Topic: Bb and my Cpn infection both MUST have DHFR
Marnie
Frequent Contributor (5K+ posts)
Member # 773
posted
DHFR is absolutely required for Bb (and Cpn)to make its DNA. Bb can make its own folic acid and doesn’t need to get it from food we eat, but we do.
That enzyme is in the folic acid cycle and it ***uses NADPH *** to work. NADPH ***oxidase *** -> ROS which usually impacts most pathogens negatively and is how we clear many “germs”.
Bb down regulates NADPH OXIDASE by triggering mTOR - NFkB. HBOT down regulates NFkB which reduces inflammation, big time.
But, we know Bb is protected from ROS via its use of MnSOD et al. H2O2 does not harm Bb either.
HBOT looks to raise NADPH.
DHFR impacts BH4 in the methylation cycle. We normally recycle BH4 which also impacts eNOS which I know Cpn down regulates for its own protection (endothelial nitric oxide synthase). We normally make glutathione via that methylation cycle!

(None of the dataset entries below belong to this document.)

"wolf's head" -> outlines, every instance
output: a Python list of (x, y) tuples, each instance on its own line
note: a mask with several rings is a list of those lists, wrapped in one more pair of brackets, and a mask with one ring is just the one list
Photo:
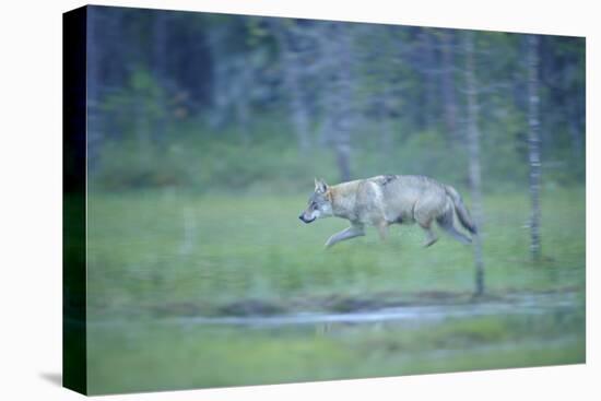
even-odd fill
[(298, 219), (305, 223), (311, 223), (317, 219), (332, 215), (332, 202), (328, 191), (328, 185), (322, 179), (315, 179), (315, 191), (309, 197), (307, 209)]

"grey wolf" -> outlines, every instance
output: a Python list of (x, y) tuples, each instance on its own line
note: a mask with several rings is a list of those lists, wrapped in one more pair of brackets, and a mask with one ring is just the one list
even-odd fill
[(298, 219), (307, 224), (330, 216), (351, 222), (349, 228), (326, 241), (326, 248), (365, 235), (366, 225), (377, 227), (380, 238), (386, 239), (390, 225), (415, 222), (425, 231), (424, 246), (429, 247), (438, 240), (432, 229), (434, 221), (455, 239), (471, 243), (469, 236), (456, 229), (455, 214), (466, 229), (476, 234), (468, 209), (451, 186), (424, 176), (385, 175), (334, 186), (316, 178), (307, 209)]

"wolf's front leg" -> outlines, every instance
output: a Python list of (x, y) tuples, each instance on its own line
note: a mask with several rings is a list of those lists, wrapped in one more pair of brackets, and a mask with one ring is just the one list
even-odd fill
[(349, 228), (345, 228), (341, 231), (340, 233), (335, 233), (332, 235), (327, 241), (326, 241), (326, 248), (331, 247), (332, 245), (340, 243), (341, 240), (351, 239), (354, 237), (361, 237), (362, 235), (365, 235), (365, 231), (363, 225), (353, 224)]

Furthermore, looks like the drug methotrexate impacts that enzyme. It is given to treat RA…which my sis with Lyme (and me due to C.Pneumoniae) has/have as a result of our respective infections.
Does this equate to these infections causing us to be “undermethylated” which turns off our protective genes?
WOW…Google: “HBOT methylation” !!!
I tested positive for HLA-B27 which puts me at risk for “autoimmune”.
I dread the thought of that drug- methotrexate.
Brainstorming… methotrexate for MS - which is also strongly linked to Cpn in genetically susceptible person?
DHFR…dihydro…as also in dihydro Berberine = TWO HYDROGENS.
Food for thought for any chemists here! Please help.
[ 10-27-2025, 12:53 PM: Message edited by: Marnie ]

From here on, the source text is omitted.